Their warnings come ahead of a two-day international conference starting in Dublin today which will be addressed by former US vice-president Al Gore and former president Mary Robinson along with the heads of the World Food Programme and UNICEF, President Michael D Higgins, government ministers and EU representatives.
Research to be presented at the conference will say the world’s population will grow by 2 billion by 2050, increasing demand for staple crops while simultaneously causing further climate change that will reduce the ability of agriculture to ensure stable production.
Oxfam Ireland says the impact will be felt much sooner than that with studies it commissioned warning the prices of wheat and maize could more than double by 2030.
“Extreme weather means extreme prices. Last year’s devastating drought in the US Midwest and the 2011 famine in East Africa should service as a wake-up call to governments about the impact of climate change on ordinary people,” said chief executive Jim Clarken. “Irish people will not be immune from price hikes as drought and unpredictable weather systems wipe out crops and eradicate people’s ability to cope.”

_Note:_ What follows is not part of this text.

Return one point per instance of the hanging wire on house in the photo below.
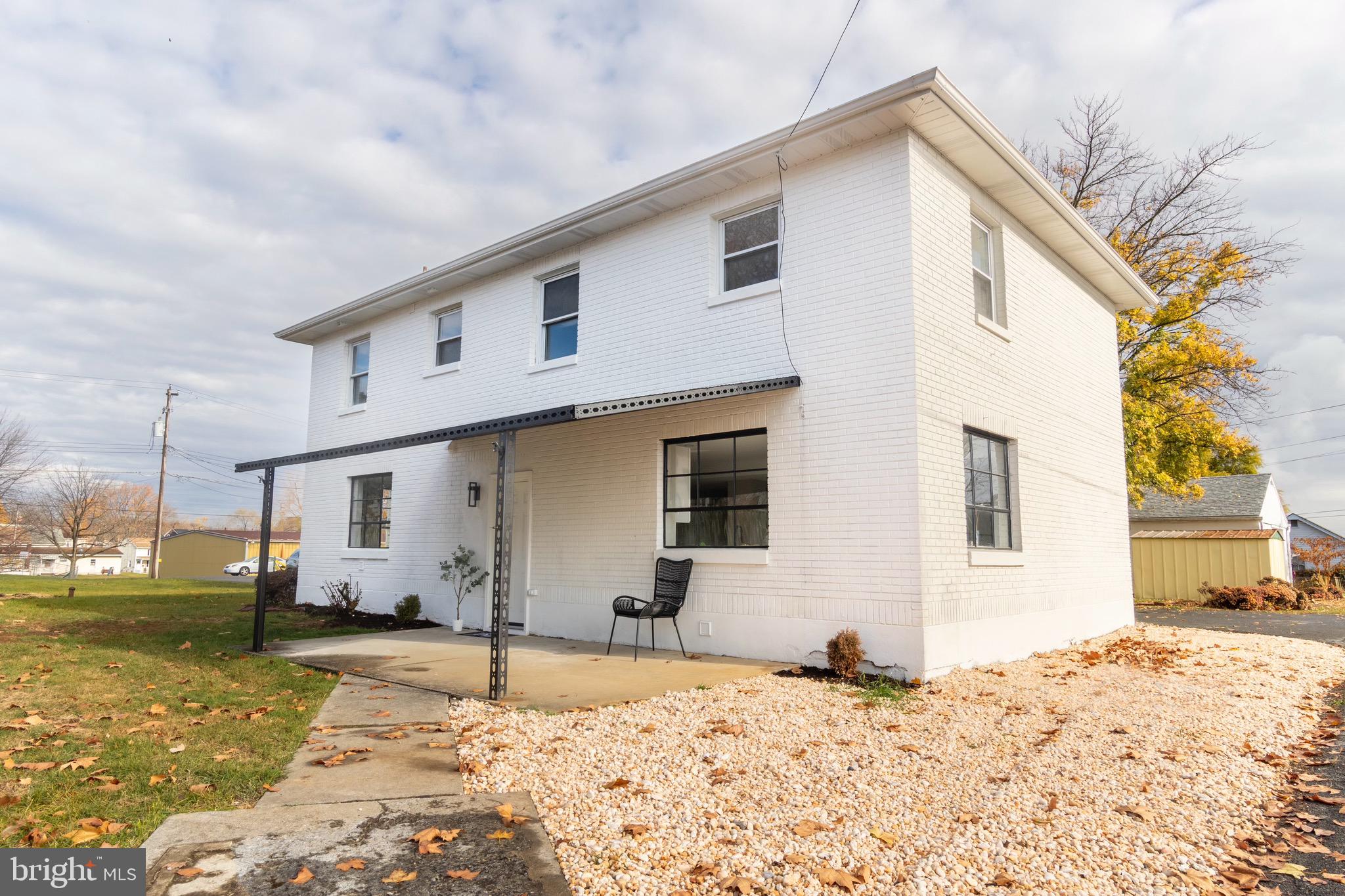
(782, 165)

Mr Clarken said the conference represented a pivotal moment for Ireland to put pressure on other governments to start taking action. “They can start by making developed countries agree to increase their current targets to cut emissions to more than 40% below 1990 levels by 2020.”
Sorley McCaughey, head of advocacy and policy at Christian Aid, also said the conference could become a turning point if the message was received that tackling climate change required finance to improve agricultural practices as well as the will to reduce emissions.

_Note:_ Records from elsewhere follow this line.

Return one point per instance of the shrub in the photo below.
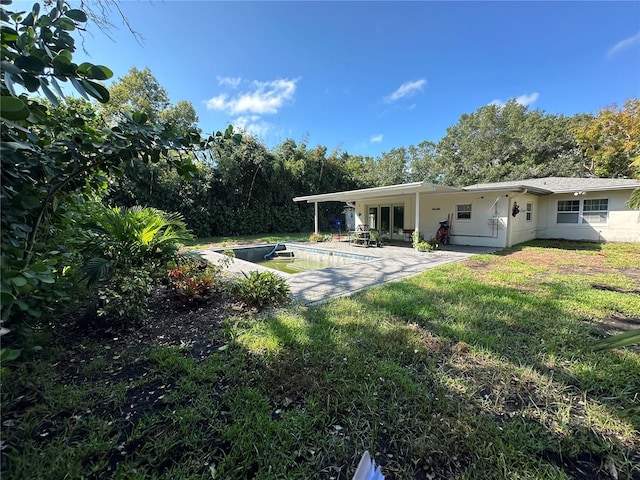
(124, 296)
(132, 248)
(423, 247)
(261, 289)
(433, 242)
(193, 279)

“For both moral and self-interested reasons, Ireland and other developed countries should commit themselves to delivering new and continued climate finance to help farmers in the developing world to adapt to our fast-changing climate.”
Christian Aid is calling for a levy on international shipping and aviation, whose contributions to climate change are largely untaxed. “That would discourage climate pollution by international plane and ship journeys and at the same time raise billions of euro which should be earmarked to help poor families cope with climate change.”
Oxfam Ireland is urging greater support for women farmers in developing countries who do most of the farm work, but rarely own the land. “There is significant evidence that if they had the same access to productive resources such as seeds, credit and training as men they could increase yields by between 20% and 30%,” Mr Clarken said.
The conference is jointly hosted by the Government and the Mary Robinson Foundation — Climate Justice. She says climate change is a justice issue because those worst affected by extreme weather events are the world’s poorest who did least to cause the problem.